My beloved mentor Michael Levy passed away on Monday. I’m struggling to find words to express how much he meant to me. He was the best and kindest of men, and I loved him dearly.
Below is my review of Mike’s book with Farah Mendlesohn, Children’s Fantasy Literature.
An engaging narrative history, Children’s Fantasy Literature (2016) illuminates and contextualizes the English-language tradition of children’s fantasy. Keep a notebook handy as you read this fascinating study, because you’ll want to head to the library when you’re done.

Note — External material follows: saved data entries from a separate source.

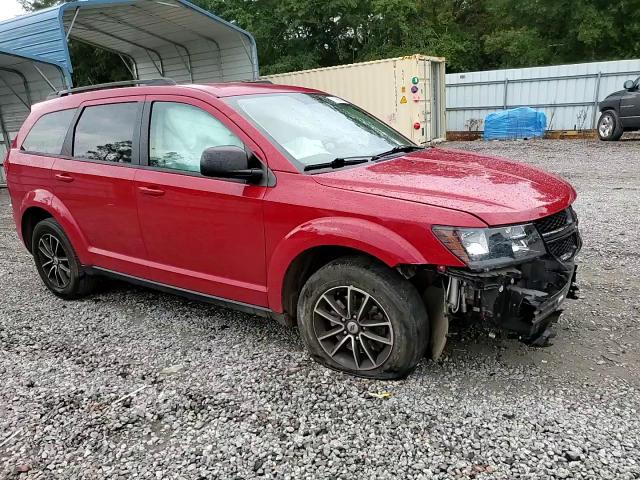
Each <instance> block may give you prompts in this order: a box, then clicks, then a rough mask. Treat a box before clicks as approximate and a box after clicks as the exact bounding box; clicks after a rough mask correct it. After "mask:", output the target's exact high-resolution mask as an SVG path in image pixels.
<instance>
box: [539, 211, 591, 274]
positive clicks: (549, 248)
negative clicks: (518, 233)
mask: <svg viewBox="0 0 640 480" xmlns="http://www.w3.org/2000/svg"><path fill="white" fill-rule="evenodd" d="M535 224H536V228H537V229H538V232H540V234H541V235H542V238H543V240H544V243H545V245H546V246H547V251H548V252H549V253H550V254H551V255H553V256H554V257H555V258H557V259H558V260H560V261H562V262H566V261H568V260H571V259H572V258H573V257H574V256H575V255H576V254H577V253H578V250H580V245H581V242H580V234H579V233H578V230H577V228H576V227H577V226H578V225H577V224H578V219H577V217H576V215H575V213H574V212H573V209H572V208H571V207H569V208H567V209H566V210H563V211H561V212H558V213H554V214H553V215H549V216H548V217H545V218H541V219H540V220H538V221H536V222H535ZM563 228H564V230H563ZM569 233H570V234H569Z"/></svg>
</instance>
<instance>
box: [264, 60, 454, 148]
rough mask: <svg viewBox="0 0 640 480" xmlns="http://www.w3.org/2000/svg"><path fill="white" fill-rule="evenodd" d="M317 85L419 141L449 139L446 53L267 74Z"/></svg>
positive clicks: (275, 82)
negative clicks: (283, 72)
mask: <svg viewBox="0 0 640 480" xmlns="http://www.w3.org/2000/svg"><path fill="white" fill-rule="evenodd" d="M265 78H267V79H269V80H270V81H272V82H273V83H279V84H282V85H296V86H300V87H307V88H315V89H316V90H322V91H323V92H327V93H330V94H332V95H335V96H337V97H341V98H343V99H345V100H348V101H349V102H351V103H353V104H355V105H357V106H359V107H360V108H362V109H364V110H366V111H367V112H369V113H371V114H373V115H375V116H376V117H378V118H379V119H381V120H382V121H384V122H385V123H387V124H389V125H390V126H392V127H393V128H395V129H396V130H398V131H399V132H400V133H402V134H403V135H404V136H406V137H408V138H410V139H411V140H413V141H414V142H415V143H417V144H419V145H424V144H426V143H430V142H434V141H440V140H444V138H445V137H446V130H445V125H446V123H445V109H446V107H445V105H446V102H445V59H444V58H442V57H428V56H425V55H411V56H408V57H398V58H388V59H385V60H376V61H373V62H363V63H352V64H350V65H340V66H337V67H328V68H316V69H313V70H303V71H300V72H291V73H282V74H278V75H267V76H266V77H265Z"/></svg>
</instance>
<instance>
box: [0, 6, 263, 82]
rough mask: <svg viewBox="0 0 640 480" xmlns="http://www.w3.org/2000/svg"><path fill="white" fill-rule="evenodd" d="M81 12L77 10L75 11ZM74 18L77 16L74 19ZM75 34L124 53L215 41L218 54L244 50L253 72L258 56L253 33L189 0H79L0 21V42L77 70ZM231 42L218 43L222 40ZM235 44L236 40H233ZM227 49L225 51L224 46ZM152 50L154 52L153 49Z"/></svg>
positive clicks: (224, 48) (179, 48)
mask: <svg viewBox="0 0 640 480" xmlns="http://www.w3.org/2000/svg"><path fill="white" fill-rule="evenodd" d="M76 13H77V15H76ZM74 18H75V20H74ZM69 29H71V32H70V36H71V38H77V39H79V40H81V41H86V42H88V43H93V44H97V45H98V46H101V47H104V48H107V49H111V50H114V51H117V52H121V53H125V54H127V53H132V51H133V50H136V49H138V50H150V51H152V50H153V49H155V48H158V47H160V46H162V45H163V44H164V45H166V44H171V45H172V46H174V47H177V48H178V49H180V51H178V52H177V55H178V56H180V55H182V50H181V49H182V45H184V44H186V43H189V42H193V41H194V40H203V41H204V42H207V43H213V44H216V46H217V47H216V48H217V49H218V53H217V54H218V55H221V56H224V55H225V54H227V52H228V51H232V50H233V49H235V50H236V51H237V50H241V51H242V53H243V54H244V55H246V56H247V57H248V59H249V62H250V63H251V69H252V73H253V76H254V78H257V76H258V60H257V50H256V45H255V40H254V38H253V36H252V35H251V34H250V33H248V32H246V31H245V30H242V29H241V28H239V27H237V26H236V25H233V24H231V23H229V22H227V21H225V20H223V19H221V18H220V17H217V16H216V15H213V14H212V13H210V12H207V11H205V10H203V9H201V8H199V7H197V6H195V5H193V4H191V3H189V2H188V1H186V0H78V1H75V2H67V3H63V4H61V5H58V6H55V7H51V8H47V9H43V10H39V11H37V12H34V13H31V14H28V15H23V16H20V17H16V18H13V19H10V20H6V21H4V22H0V47H6V48H10V49H12V50H15V51H16V52H19V53H23V54H27V55H35V56H38V57H43V58H46V59H48V60H51V61H53V62H57V63H59V64H61V65H62V66H63V67H64V68H66V69H67V70H68V71H69V72H72V71H73V66H72V64H71V59H70V56H69V50H68V43H67V32H68V31H69ZM225 42H228V43H229V45H232V46H229V45H226V46H223V47H222V48H221V47H220V45H219V44H220V43H225ZM234 44H235V45H234ZM225 50H226V52H225ZM151 53H152V54H153V52H151Z"/></svg>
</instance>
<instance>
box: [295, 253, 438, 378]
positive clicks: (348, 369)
mask: <svg viewBox="0 0 640 480" xmlns="http://www.w3.org/2000/svg"><path fill="white" fill-rule="evenodd" d="M344 285H352V286H354V287H356V288H359V289H361V290H363V291H365V292H367V293H368V294H370V295H372V296H373V297H374V298H375V299H376V301H377V302H378V303H379V304H380V306H381V307H382V308H383V309H384V310H385V312H386V313H387V315H388V316H389V319H390V321H391V324H392V328H393V336H394V345H393V347H392V350H391V352H390V354H389V357H388V358H387V360H386V361H385V362H384V363H383V364H382V365H381V366H379V367H378V368H375V369H372V370H353V369H348V368H345V367H344V366H342V365H340V364H339V363H337V362H336V361H334V360H333V359H332V358H331V357H330V356H329V355H328V354H327V353H326V352H325V351H324V349H323V348H322V346H321V345H320V342H319V340H318V339H317V338H316V335H315V333H314V326H313V309H314V307H315V304H316V302H317V301H318V299H319V298H320V296H321V295H322V294H324V293H325V292H326V291H327V290H329V289H331V288H333V287H338V286H344ZM297 316H298V327H299V329H300V333H301V336H302V338H303V340H304V343H305V345H306V346H307V349H308V350H309V353H310V354H311V356H312V357H313V358H314V359H316V360H317V361H319V362H320V363H322V364H324V365H326V366H328V367H329V368H332V369H335V370H340V371H344V372H347V373H350V374H353V375H358V376H362V377H368V378H377V379H397V378H403V377H405V376H406V375H408V374H409V373H411V372H412V371H413V370H414V369H415V367H416V365H417V363H418V362H419V361H420V359H421V358H422V357H423V356H424V354H425V352H426V349H427V346H428V341H429V338H428V337H429V328H428V319H427V313H426V309H425V307H424V304H423V303H422V301H421V299H420V296H419V295H418V293H417V291H416V290H415V288H414V287H413V285H411V284H410V283H409V282H408V281H407V280H405V279H404V278H403V277H402V276H400V275H399V274H398V273H397V272H395V271H393V270H391V269H389V268H388V267H386V266H384V265H380V264H379V263H378V262H376V261H375V260H372V259H368V258H367V259H361V258H356V259H353V258H346V259H344V260H340V259H339V260H337V261H334V262H331V263H330V264H328V265H326V266H325V267H323V268H321V269H320V270H319V271H318V272H316V273H315V274H314V275H312V276H311V278H310V279H309V280H308V281H307V283H306V284H305V286H304V287H303V289H302V292H301V294H300V299H299V301H298V315H297Z"/></svg>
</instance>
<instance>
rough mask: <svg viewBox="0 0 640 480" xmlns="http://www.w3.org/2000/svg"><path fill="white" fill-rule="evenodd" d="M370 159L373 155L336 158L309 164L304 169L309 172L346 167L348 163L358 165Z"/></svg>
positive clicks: (367, 161) (352, 164)
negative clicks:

Authors Michael Levy and Farah Mendlesohn draw upon a range of critical traditions to classify children’s fantasy, distinguishing Tolkien-like high fantasy, for example, from what Brian Attebery calls the “indigenous fantasy” of everyday life. The authors frequently reference the categories of the fantastic (immersive, portal-quest, intrusive, and liminal) that Mendlesohn describes in her acclaimed study Rhetorics of Fantasy (2008). As the authors show, children’s fantasy literature runs the gamut from self-contained magical worlds to journeys through portals into magical realms. But children’s fantasy also includes stories in which magic intrudes suddenly into ordinary life, as well as indefinable flirtations with the surreal.
An impressive number of books are discussed in this study. Rather than focus solely on the greatest hits of the field, the authors have chosen individual works for their significance to the narrative trajectory. Thus you’ll find the usual warhorses—J.R.R. Tolkien, C.S. Lewis, J.K. Rowling, and Ursula Le Guin—but also such lesser-known authors as Franny Billingsley, Nnedi Okorafor, and Hiromi Goto.
Levy and Mendlesohn use a textile metaphor to describe their approach, broadly covering the overall fabric of the field in early chapters, while tracing individual “strands in the weave” as they move chronologically toward the densely populated present.
What the authors are doing in this book is showing us how children’s literature has been shaped by the changing role of children in society, by historical shifts in values, and by the legacy of groundbreaking texts. In their own words, they have “traced changing ideas about who children are and how they grow to adulthood . . . [examining] the ways in which this evolution has shaped the genre of children’s literature.”
It goes without saying that as the experience of childhood has changed, so have children’s books. But Levy and Mendlesohn are able to illustrate this vividly. For example, they demonstrate how the disruptions of British childhood during and after WWII fostered a preoccupation with evil, agency, and consequences in the work of C.S. Lewis (The Chronicles of Narnia) and Susan Cooper (The Dark is Rising).
Along with C.S. Lewis, Diana Wynne Jones is the most thoroughly discussed author in this text, in part because her work is so wide-ranging and impinges upon so many different threads in the tradition. Her book Fire and Hemlock is discussed in a section on “A sudden flowering of heroines”—which also includes Patricia McKillip’s The Forgotten Beasts of Eld and Robin McKinley’s The Hero and the Crown.
A few other highlights in this study are Ursula Le Guin’s “rejection and reworking of Tolkien,” the questioning of “destiny” as a narrative construct, the decolonization of the imagination, and the increasingly visible role of LGBT writers and authors of color.
For this reader, the most fascinating chapter in Children’s Fantasy Literature is the final one. Addressing the “bitterness” of contemporary Young Adult fantasy, Levy and Mendlesohn show how far we have come from “consolatory” or escapist fantasies. In David Almond’s Skellig, readers encounter a fallen angel and a boy whose little sister is critically ill. Philip Pullman’s The Dark Materials trilogy takes young readers on a brutal journey with few consolations. Writing for increasingly sophisticated teen readers, Margo Lanagan (Tender Morsels) references loss and isolation and sexual abuse, while Suzanne Collin’s The Hunger Games describes a world of inescapable violence and injustice. In reading these books, young readers are struggling to “find their own lives and gain agency in the world they live in.” Childhood is more difficult than adults remember, and the bitter fantasies of the current age allow children and teens to see their experience reflected in a truthful way, without coddling or deception.
To read this valuable study is to have a seat at the table while two of our most insightful scholars share their passion for children’s fantasy literature. Farah Mendlesohn is one of our most brilliant critics, and Michael Levy was a giant in the field of fantasy scholarship, a generous mentor, and an inspiration to a generation of scholars. This book is highly recommended.